From a 10-inch-by-19-inch piece of cardboard, 3-inch-square corners are cut out, as shown in the figure above, and the resulting flaps are folded up to form an open box.
Find the surface area and volume of the open box
With 3 inches cut from each corner, the dimensions would be (10-6) by (19-6).
V = 4 * 13 * 3 = ?
If it is the surface area within the box, in other words, the bottom, 4 * 13 = ?
To find the surface area and volume of the open box, we need to follow a few steps:
Step 1: Determine the dimensions of the box.
The original piece of cardboard measures 10 inches by 19 inches. By cutting out 3-inch squares from each corner, the resulting box will have a length, width, and height.

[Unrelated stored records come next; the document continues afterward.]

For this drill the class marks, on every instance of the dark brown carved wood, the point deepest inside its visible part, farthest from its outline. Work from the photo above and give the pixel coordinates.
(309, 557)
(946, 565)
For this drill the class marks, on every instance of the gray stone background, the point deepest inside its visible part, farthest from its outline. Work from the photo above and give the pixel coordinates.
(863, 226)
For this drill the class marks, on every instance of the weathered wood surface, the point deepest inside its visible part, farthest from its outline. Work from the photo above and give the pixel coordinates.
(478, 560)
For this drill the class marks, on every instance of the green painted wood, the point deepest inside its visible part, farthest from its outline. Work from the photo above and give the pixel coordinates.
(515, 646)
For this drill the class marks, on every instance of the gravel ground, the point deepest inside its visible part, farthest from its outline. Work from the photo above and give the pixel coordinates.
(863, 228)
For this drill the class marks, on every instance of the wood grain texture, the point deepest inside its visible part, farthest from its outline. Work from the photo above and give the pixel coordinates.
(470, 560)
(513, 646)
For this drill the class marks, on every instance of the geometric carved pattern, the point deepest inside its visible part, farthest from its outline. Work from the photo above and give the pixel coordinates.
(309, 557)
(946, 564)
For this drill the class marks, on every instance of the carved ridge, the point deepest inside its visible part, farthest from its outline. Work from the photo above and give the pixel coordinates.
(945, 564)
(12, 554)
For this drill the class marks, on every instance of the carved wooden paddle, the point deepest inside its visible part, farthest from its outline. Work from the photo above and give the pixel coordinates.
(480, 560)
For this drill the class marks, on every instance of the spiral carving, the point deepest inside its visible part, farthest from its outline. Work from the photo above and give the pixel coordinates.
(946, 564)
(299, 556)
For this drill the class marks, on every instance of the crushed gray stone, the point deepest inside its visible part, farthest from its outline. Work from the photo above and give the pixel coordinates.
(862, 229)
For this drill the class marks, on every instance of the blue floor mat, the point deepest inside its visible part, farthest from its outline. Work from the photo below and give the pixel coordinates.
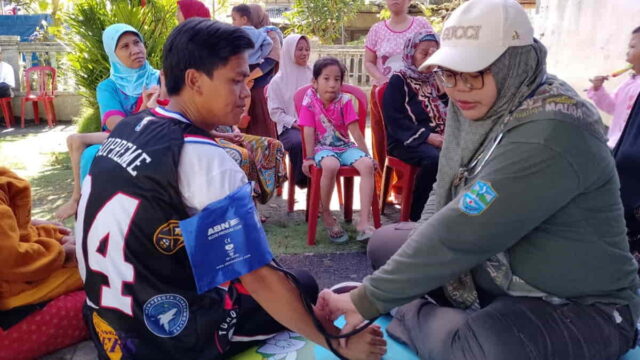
(291, 346)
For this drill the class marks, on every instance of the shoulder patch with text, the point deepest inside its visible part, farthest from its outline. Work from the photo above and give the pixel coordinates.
(477, 199)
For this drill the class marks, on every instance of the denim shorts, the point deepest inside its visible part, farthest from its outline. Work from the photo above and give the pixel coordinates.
(346, 158)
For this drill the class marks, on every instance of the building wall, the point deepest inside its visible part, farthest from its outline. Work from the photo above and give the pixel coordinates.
(586, 37)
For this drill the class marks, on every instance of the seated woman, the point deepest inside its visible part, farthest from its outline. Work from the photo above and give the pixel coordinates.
(524, 232)
(294, 73)
(627, 155)
(132, 86)
(414, 112)
(41, 293)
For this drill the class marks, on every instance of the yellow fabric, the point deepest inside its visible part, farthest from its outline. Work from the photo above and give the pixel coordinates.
(31, 257)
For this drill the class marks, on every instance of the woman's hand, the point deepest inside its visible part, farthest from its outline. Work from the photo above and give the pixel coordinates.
(306, 165)
(436, 140)
(597, 82)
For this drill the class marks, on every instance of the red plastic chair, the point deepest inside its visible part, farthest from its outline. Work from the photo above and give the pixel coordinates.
(347, 172)
(406, 172)
(46, 84)
(5, 103)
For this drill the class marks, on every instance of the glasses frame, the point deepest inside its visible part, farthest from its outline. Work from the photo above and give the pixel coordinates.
(463, 77)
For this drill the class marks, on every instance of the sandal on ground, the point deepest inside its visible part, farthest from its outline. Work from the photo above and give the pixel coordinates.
(365, 234)
(336, 233)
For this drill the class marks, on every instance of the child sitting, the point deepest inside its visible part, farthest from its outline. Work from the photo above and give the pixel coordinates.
(328, 117)
(619, 105)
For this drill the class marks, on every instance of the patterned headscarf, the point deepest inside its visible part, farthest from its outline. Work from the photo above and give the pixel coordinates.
(424, 83)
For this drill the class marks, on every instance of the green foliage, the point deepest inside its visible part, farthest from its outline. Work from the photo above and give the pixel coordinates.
(88, 120)
(88, 19)
(322, 18)
(437, 14)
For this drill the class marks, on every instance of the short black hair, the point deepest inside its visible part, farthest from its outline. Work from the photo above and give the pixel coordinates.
(324, 63)
(243, 10)
(203, 45)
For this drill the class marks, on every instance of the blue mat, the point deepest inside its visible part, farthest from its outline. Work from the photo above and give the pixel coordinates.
(291, 346)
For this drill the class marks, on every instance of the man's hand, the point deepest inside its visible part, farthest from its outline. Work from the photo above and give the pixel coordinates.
(150, 97)
(598, 81)
(366, 345)
(331, 306)
(436, 140)
(235, 138)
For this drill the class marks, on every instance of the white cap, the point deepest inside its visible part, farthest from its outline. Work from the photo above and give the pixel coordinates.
(478, 32)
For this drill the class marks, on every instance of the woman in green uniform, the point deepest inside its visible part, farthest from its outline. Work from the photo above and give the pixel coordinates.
(521, 248)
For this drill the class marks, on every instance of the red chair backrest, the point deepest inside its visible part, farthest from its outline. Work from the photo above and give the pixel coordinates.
(379, 97)
(46, 76)
(355, 91)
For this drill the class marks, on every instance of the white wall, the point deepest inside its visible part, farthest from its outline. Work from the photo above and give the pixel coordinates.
(586, 37)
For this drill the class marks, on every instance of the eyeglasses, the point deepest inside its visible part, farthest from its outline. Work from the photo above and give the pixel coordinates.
(473, 81)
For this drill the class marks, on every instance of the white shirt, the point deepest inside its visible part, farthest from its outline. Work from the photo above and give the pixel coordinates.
(206, 174)
(7, 75)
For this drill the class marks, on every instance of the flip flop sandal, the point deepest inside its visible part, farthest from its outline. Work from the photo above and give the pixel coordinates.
(365, 234)
(336, 233)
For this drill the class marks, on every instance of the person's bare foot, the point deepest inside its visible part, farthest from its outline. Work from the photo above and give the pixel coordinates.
(67, 210)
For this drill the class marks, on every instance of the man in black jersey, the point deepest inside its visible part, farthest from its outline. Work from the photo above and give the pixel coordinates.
(159, 167)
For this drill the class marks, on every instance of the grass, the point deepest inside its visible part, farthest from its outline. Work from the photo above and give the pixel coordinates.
(51, 183)
(292, 239)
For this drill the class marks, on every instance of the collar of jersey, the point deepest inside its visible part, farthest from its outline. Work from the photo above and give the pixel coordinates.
(161, 111)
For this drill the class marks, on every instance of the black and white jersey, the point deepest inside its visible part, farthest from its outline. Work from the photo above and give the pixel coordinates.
(155, 169)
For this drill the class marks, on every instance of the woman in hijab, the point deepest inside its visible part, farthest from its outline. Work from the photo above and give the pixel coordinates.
(132, 86)
(627, 155)
(521, 248)
(260, 123)
(294, 73)
(414, 112)
(191, 8)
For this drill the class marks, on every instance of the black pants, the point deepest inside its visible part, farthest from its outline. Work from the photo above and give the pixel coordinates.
(507, 328)
(426, 158)
(292, 141)
(5, 90)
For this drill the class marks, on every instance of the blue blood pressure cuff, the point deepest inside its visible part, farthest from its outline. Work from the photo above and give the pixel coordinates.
(225, 240)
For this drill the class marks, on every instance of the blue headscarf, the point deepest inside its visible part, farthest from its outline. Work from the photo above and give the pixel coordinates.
(129, 81)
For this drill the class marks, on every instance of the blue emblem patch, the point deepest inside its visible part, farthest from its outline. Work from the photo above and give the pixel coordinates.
(166, 315)
(477, 199)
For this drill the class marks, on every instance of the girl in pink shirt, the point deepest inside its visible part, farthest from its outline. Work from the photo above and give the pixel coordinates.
(327, 117)
(619, 105)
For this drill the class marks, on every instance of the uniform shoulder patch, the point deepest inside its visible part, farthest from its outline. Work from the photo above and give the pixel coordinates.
(478, 198)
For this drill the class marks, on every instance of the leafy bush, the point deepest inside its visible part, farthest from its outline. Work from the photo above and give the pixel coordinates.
(322, 18)
(89, 63)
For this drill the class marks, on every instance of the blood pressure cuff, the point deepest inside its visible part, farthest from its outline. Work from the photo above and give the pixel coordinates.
(225, 240)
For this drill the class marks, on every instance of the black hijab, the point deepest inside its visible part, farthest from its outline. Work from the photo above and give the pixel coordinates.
(627, 156)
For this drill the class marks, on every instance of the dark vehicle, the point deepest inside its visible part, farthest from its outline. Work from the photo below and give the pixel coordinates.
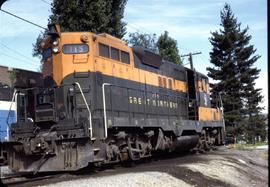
(108, 103)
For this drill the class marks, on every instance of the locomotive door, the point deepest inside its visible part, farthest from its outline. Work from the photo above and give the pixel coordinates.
(192, 99)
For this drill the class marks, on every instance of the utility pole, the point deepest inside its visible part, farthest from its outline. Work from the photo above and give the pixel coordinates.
(190, 58)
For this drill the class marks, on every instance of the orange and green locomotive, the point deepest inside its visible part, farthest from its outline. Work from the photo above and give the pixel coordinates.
(105, 102)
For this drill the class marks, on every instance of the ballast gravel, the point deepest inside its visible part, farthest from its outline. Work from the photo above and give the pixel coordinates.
(145, 179)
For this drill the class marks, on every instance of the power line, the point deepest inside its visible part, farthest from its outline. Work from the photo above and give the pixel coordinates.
(23, 19)
(46, 2)
(20, 60)
(13, 50)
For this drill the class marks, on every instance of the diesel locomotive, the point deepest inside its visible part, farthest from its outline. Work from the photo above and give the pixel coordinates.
(106, 102)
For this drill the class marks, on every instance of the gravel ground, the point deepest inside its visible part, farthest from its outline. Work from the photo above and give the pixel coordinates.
(224, 167)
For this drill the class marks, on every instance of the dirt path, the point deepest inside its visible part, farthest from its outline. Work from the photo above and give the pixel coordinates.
(223, 167)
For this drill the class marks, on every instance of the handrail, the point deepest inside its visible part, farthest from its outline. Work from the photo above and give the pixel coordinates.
(12, 100)
(89, 112)
(104, 108)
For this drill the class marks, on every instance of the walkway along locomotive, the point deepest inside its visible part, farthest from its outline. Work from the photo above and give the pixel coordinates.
(108, 103)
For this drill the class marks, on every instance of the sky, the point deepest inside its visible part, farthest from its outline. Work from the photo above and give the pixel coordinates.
(189, 22)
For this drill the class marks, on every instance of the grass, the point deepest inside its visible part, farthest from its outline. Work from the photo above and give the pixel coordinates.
(248, 146)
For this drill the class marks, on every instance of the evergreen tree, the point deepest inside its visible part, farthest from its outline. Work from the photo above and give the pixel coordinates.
(143, 39)
(233, 59)
(167, 47)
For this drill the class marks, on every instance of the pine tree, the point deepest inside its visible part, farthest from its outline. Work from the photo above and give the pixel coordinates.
(233, 59)
(167, 47)
(225, 70)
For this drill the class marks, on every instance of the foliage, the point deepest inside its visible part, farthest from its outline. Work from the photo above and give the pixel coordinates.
(97, 16)
(90, 15)
(233, 59)
(143, 39)
(167, 47)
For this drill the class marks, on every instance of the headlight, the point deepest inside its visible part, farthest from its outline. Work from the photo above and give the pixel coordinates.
(55, 42)
(55, 49)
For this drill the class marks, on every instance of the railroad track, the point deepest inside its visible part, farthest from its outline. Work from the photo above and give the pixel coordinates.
(17, 179)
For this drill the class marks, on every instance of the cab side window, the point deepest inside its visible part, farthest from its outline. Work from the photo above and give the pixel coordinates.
(115, 54)
(124, 57)
(104, 50)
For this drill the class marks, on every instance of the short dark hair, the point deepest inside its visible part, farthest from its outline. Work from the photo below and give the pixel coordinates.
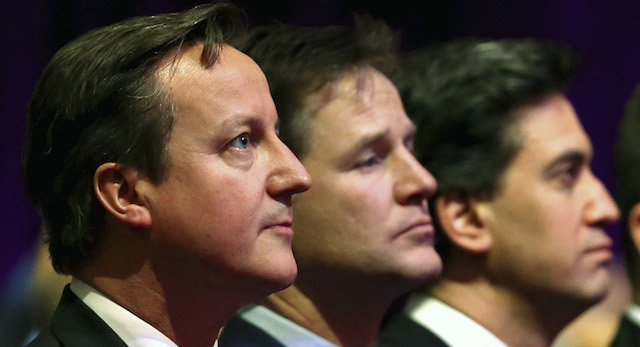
(98, 101)
(627, 171)
(464, 95)
(300, 61)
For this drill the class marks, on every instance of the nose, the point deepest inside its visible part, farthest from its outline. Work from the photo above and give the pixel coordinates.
(601, 209)
(414, 184)
(287, 176)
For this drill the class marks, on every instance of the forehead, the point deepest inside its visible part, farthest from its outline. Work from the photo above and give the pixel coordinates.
(234, 85)
(359, 105)
(548, 129)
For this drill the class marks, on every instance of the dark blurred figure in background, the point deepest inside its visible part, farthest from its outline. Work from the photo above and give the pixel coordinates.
(153, 157)
(627, 164)
(363, 233)
(520, 215)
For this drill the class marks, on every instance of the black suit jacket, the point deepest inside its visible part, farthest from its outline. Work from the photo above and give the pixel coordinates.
(241, 333)
(628, 334)
(76, 325)
(402, 331)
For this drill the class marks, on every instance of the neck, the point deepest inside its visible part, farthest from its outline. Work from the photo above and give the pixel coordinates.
(349, 319)
(514, 319)
(188, 309)
(192, 322)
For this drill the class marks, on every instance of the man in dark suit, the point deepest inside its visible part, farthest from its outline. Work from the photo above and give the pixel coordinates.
(363, 231)
(627, 163)
(153, 158)
(519, 213)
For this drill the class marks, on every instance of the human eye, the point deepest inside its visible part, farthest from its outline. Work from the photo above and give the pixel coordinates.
(240, 142)
(568, 174)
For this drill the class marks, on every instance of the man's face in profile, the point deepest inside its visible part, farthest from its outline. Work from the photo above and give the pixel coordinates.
(366, 215)
(223, 210)
(546, 221)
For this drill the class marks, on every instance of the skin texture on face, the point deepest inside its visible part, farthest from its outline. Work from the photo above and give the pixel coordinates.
(222, 214)
(366, 215)
(546, 221)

The length of the box = 19 inches - 2 * 3 inches = 13 inches
The width of the box = 10 inches - 2 * 3 inches = 4 inches
The height of the box = 3 inches
Step 2: Calculate the surface area of the open box.
The surface area of the box is the sum of the areas of all six sides. In this case, the box has three rectangular sides and three flaps.
Rectangular sides:
1. Length * Width = 13 inches * 4 inches = 52 square inches
2. Length * Height = 13 inches * 3 inches = 39 square inches
3. Width * Height = 4 inches * 3 inches = 12 square inches
Flaps:
1. Length * Height = 13 inches * 3 inches = 39 square inches
2. Width * Height = 4 inches * 3 inches = 12 square inches
3. Width * Height = 4 inches * 3 inches = 12 square inches
Total surface area = 52 + 39 + 12 + 39 + 12 + 12 = 166 square inches
Step 3: Calculate the volume of the open box.
The volume of a rectangular prism is calculated by multiplying the length, width, and height.
Volume = Length * Width * Height = 13 inches * 4 inches * 3 inches = 156 cubic inches
Therefore, the surface area of the open box is 166 square inches, and the volume of the open box is 156 cubic inches.